Highland cattle are managed in a traditional way on Higger Tor
The introduction of cattle to the Eastern Moors has also caused controversy, particularly with dog walkers who do not welcome them. The RSPB and National Trust believe cattle grazing will contribute to the restoration of the desired moorland vegetation and Mr Denniff is required to manage them accordingly.
“The RSPB want cattle to graze some of the areas of purple moor grass, bracken and rushes, so we place the blocks there as it encourages them to trample these areas.
“Cows are very transient, moving around the moor continually and this is exactly what the RSPB want because they believe it will help to break up the rank vegetation and bracken.”
The herd of more than 100 cows owned by Mr Scholefield comprises mainly Highlands with some Beef Shorthorns, Whitebred Shorthorns and Luings. Despite initial concerns aired by some recreational users of the moor, Mr Denniff has been pleasantly surprised by the cows’ easy temperament.

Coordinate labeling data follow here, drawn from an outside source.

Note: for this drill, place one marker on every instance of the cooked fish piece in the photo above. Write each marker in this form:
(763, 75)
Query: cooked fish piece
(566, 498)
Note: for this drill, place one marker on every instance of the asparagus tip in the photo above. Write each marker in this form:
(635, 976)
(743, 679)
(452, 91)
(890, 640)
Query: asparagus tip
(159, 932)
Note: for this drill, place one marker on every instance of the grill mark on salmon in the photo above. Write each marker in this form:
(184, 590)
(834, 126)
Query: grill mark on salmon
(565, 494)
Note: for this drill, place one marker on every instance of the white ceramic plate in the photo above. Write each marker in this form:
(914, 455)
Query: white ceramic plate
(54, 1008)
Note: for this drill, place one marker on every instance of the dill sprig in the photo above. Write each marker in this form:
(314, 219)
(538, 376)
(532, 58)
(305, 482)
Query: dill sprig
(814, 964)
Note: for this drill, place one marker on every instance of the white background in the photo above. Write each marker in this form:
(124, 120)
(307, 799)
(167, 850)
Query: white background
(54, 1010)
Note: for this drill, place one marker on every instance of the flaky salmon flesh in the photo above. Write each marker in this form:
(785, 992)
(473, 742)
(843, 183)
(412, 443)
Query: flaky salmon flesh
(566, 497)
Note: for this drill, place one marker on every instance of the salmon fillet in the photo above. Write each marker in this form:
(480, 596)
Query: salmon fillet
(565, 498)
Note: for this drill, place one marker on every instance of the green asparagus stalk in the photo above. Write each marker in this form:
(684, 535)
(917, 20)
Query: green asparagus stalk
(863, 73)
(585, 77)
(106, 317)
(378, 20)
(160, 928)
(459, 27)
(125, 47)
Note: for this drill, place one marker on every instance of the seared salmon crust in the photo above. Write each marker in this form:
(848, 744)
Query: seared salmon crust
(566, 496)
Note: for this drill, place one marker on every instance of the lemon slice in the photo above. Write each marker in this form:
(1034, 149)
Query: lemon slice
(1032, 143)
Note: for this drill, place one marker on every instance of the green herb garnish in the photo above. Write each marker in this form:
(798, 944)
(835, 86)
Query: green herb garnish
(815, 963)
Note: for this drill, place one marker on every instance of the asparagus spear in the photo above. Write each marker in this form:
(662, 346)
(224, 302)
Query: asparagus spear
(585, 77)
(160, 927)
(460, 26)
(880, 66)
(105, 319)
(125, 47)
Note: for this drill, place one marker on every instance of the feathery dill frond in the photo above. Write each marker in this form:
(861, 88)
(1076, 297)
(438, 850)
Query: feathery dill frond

“We can walk in among the cows with no fear because they have been handled well. The Highlands have over-wintered well but I have found the Shorthorns need more supplementary feeding.”
Mr Denniff admits he has reservations about grazing cattle on parts of the moor.
“Totley Moss is just what its name suggests, a bog. It is not really suitable for cattle grazing. Historically, it would have only been grazed by sheep for this reason.”
Another hazard of farming on the Eastern Moors is the ongoing battle with a small minority of irresponsible visitors to the moor. A number of near-fatal incidents involving dogs on the moors this spring has caused significant concern to Mr Denniff.
The Eastern Moors Partnership has been very supportive, taking up the issue with authorities and the police as well as issuing press releases, but Mr Denniff has also taken steps to highlight the issue.
“We have set up a Lydgate Hill Facebook page to try and educate people about the potential problems caused by dogs. I try and explain what it is we are doing in the hope they will think more carefully when visiting the moors.”
Looking to the future, securing a suitable premium outlet for beef and lamb from the Eastern Moors will be essential if the arrangement is to be financially viable for Mr Denniff and Mr Scholefield.
“I think if the National Trust set up a farm shop on the estate it would be a great success and it would provide an opening for beef and lamb from farms across the Peak District.
“Located so close to Sheffield, the shop would have a high footfall and there is a fantastic story to tell about the meat produced on these moors because it is the least intensively reared meat money can buy. Producing our lamb and beef delivers so many environmental benefits.”